Melancon has been scored upon in all four of his outings, making him the first Red Sox pitcher ever to give up runs in four consecutive appearances of one inning or less to start his Red Sox career. The six runs he allowed without recording an out are also tied for the most by a Red Sox pitcher since at least 1918.
Melancon’s struggles have been sufficiently extraordinary (of the 18 batters he’s faced this year, he’s retired six) that despite the incredibly early stage of the season, the Red Sox may be in a position where — assuming that he is not injured and in need of a trip to the disabled list — they have to consider extraordinary measures, chiefly, whether to option Melancon to the minors.
— Rangers slugger Mike Napoli continued to punish the Red Sox like none other.
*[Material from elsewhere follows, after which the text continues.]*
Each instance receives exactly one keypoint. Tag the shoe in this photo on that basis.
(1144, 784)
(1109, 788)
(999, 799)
He launched a two-run homer to left-center against Lester, and later launched a two-run blast down the right-field line against Vicente Padilla. Napoli has now crushed 14 homers against Boston in just 129 career regular season plate appearances. No other hitter since 1957 has reached double-digit homers against the Sox in so few at-bats.
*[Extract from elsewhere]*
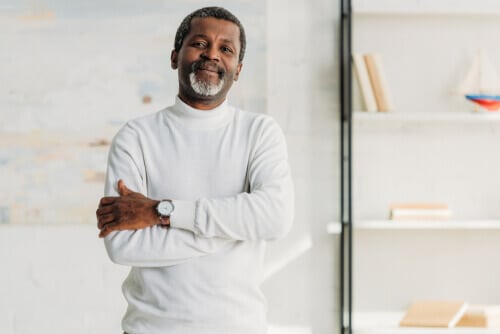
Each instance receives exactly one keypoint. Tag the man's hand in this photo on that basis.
(129, 211)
— Kevin Youkilis, back in the lineup after missing Monday’s game to rest a sore groin, went 0-for-4 with four strikeouts, matching a career high achieved twice previously (most recently on July 29, 2009). Youkilis received some boos after his final two at-bats, a reminder of the idea that he is confronted by more uncertainty and doubt than at any point in his career. He is now hitting .176 with a .443 OPS, and he has 12 strikeouts in 34 at-bats this year.
— Catcher Jarrod Saltalamacchia went 0-for-3 against his former team, dropping his batting average on the young season to .087 (2-for-23), thus marking the second straight year in which he’s gotten off to a dreadful start.
WHAT WENT RIGHT FOR THE RED SOX
— Dustin Pedroia has hit the ground running to start the 2012 season. He gave the Sox a brief lead in the bottom of the first inning, jumping on a 1-0 fastball and depositing it just into the Monster Seats. Pedroia has three homers to date this season. Only one other time in his career has he hit as many as three homers in April. (In 2010, he hit six in the season’s first month.)
— Though Scott Atchison allowed all three of the base runners whom he inherited to score, he settled and gave the Sox the innings needed to avoid torching their bullpen. He logged four innings and gave up one run (a Michael Young solo homer) on three hits, striking out three. In 8 2/3 innings this year, Atchison has allowed just two runs with seven strikeouts and two walks.
— Ryan Sweeney has not yet homered this year, but he has come within perhaps a foot on two separate occasions, first on Opening Day when he lined a ball off the right-field fence in Comerica Park and again on Tuesday when he rocketed a ball off the top of the center field fence at Fenway. Sweeney had two doubles (one to center, one down the left-field line) and a single on Tuesday and now has five doubles and a triple on the year. Sweeney is tied for second on the Sox in extra-base hits with six.
— Adrian Gonzalez went 2-for-4 and launched a homer (his second of the year) to deep right. He has already doubled his home run total (1) from last April.